In the closing moments of development, I often think about why I returned to Camouflaj to work on Marvel’s Iron Man VR. Naturally I wanted to help the team achieve their goal of building a great Iron Man experience for virtual reality, but I also wanted to leverage the unique strengths of PS VR to tell an important and meaningful story starring Tony Stark. We put the player in Tony’s shoes and have them face his demons. Those moments really stand out for me as a player, and I can’t wait for you to experience them when the game releases on July 3.

Comments are closed.


  • Keep PlayStation VR games exclusive to PlayStstion VR forever

    Give up on launching Horizon Zero Dawn on the PC that devalues the PlayStation, an update to the PS5 that raises the resolution to native 4K and 60fps, Sony doesn’t seem to trust your console anymore, don’t kill the PlayStation

    Only on PlayStation forever

    I will be able to buy the Horizon Zero Dawn of PS4 on PS5 with improvements, the launch on the PC is the biggest mistake in the history of PlayStation in 25 years.

    • Where were you years ago when Sony had Sony Online Entertainment making a lot of PC games such as EverQuest and PlanetSide? Those PC games have never “devalued” PlayStation before and I think what you’re spamming is a complete nonsense considering that Sony has a track record of publishing PC games.

    • @PhilS1990 S.O.E. was not PlayStation. S.O.E. were PC devs from the beginning. If Sony wanted to publish games on PC, then they should have kept S.O.E. PlayStation games have never been on PC. EverQuest and Planet Side are not Horizon” Zero Dawn. God of War, Uncharted or Gran Turismo.

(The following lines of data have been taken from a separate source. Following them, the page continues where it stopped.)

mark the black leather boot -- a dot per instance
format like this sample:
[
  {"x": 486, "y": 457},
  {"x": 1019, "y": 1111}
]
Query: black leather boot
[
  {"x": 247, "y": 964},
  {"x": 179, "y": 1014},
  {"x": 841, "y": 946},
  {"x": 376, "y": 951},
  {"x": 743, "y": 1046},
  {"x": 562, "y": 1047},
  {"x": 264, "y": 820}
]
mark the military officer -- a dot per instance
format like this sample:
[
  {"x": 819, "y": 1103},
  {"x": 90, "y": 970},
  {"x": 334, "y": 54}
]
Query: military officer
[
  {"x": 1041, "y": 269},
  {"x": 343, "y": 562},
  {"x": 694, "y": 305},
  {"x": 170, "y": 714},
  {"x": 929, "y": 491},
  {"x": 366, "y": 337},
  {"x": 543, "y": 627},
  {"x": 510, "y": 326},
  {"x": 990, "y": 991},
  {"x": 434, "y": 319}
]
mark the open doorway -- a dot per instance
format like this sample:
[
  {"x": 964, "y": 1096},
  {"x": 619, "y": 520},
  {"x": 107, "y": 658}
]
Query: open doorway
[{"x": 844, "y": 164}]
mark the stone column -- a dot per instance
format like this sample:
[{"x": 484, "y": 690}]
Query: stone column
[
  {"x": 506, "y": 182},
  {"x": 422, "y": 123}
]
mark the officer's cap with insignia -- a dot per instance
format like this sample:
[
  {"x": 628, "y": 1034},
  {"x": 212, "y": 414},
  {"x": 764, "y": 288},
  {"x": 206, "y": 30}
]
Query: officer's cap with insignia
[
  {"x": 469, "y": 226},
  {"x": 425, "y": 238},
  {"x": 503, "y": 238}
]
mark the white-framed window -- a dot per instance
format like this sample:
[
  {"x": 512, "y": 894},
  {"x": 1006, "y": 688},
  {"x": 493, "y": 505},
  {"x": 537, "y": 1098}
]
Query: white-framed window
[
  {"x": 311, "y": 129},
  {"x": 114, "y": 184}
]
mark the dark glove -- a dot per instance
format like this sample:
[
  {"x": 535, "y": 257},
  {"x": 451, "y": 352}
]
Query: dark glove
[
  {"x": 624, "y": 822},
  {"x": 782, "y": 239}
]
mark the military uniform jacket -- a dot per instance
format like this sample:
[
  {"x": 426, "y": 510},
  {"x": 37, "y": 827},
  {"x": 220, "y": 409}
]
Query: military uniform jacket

    • @Nemicon SOE obviously wasn’t part of PlayStation but they were once part of Sony. Tew-SP-BR makes it sound like Sony never had a part in PC market at all.
      It’s even worse when he claims that Horizon Zero Dawn being ported to PC would “devalue” the PS brand when the said game is over 2 years old and probably won’t make much money now as it did 2 years ago regardless if they decided to release the PC version or not.

  • iamtylerdurden1

    The Iron Man VR demo was phenomenal and everything i’ve heard from my insiders is that the game is a blast.

    I assume your work on Republique VR gave you the itch for VR and led to Iron Man? Was the team prototyping flying mechanics in VR and Iron Man seemed liked a logical fit? Did Camouflaj pitch the idea to Marvel? Sony? Or, did Sony contact the team first? Republique was a very different game, so it’s an interesting fit for Iron Man VR, but i can’t argue with the results.

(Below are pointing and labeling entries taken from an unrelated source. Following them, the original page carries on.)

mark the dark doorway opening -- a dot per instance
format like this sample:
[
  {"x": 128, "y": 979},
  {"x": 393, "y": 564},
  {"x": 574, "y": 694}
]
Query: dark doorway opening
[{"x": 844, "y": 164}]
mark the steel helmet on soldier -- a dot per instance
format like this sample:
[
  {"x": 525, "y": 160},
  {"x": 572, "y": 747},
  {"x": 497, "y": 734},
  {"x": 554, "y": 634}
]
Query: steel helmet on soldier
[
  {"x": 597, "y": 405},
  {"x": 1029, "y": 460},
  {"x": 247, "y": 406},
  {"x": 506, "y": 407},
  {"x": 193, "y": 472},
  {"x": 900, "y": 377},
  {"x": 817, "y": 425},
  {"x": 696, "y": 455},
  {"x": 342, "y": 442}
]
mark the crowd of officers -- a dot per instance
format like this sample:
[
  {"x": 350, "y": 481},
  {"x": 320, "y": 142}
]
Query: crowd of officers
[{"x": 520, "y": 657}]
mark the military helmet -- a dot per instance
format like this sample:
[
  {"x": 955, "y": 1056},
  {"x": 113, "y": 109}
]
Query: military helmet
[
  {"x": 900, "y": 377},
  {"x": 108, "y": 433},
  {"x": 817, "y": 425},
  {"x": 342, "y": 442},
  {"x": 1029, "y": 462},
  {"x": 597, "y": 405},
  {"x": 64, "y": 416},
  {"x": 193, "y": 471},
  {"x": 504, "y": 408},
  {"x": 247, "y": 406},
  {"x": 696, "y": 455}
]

    Republique VR “shipped” May 2018, did Iron Man VR development start directly after? Is it safe to say that Iron Man VR was a 2 year cycle? How did the port of Republique VR to Oculus GO impact Iron Man VR development considering Republique VR launched on Oculus GO just last year? Were both projects being worked on simultaneously? Obviously a port isn’t a big deal, but Camoflaj isn’t very large.

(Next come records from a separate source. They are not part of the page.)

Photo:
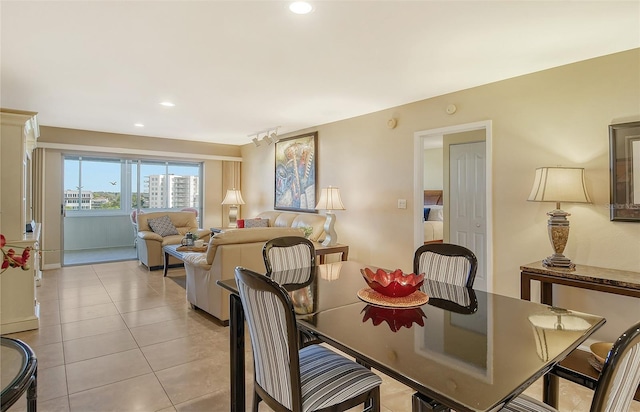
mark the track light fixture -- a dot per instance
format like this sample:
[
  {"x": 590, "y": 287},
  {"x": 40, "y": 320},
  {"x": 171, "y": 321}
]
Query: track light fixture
[{"x": 270, "y": 136}]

    Did you add to the team in order to take on a project of this magnitude? Sorry for the questions, but there isn’t much information out there and Camoflaj is a newer dev.

    Iron Man VR looks tremendous and i will be purchasing it day 1, physical if possible. Is it a full length VR game (6-8 hours) and will it have a platinum and PS4 Pro upgrades?

    • iamtylerdurden1

      Thank you for responding…..

    • I’d like to see your questions answered too, Tyler. My excitement is right up there with you after playing the demo, and I was never even that big into Iron Man! I want to know when the preorder option is going to return to the store, bc I can’t find it. I will lay a preorder as soon as that happens.

  • For the love of god, keep political messaging out of the upcoming ps5 reveal.

  • Looking forward to flying around as Iron-Man when the full game releases. The feel of flying in the demo was phenomenal.

  • When is the digital deluxe pre-order going live again?

  • Is the digital deluxe version even a thing any more? If so, will the pre-order be reactivated soon, or will it just be available on launch day?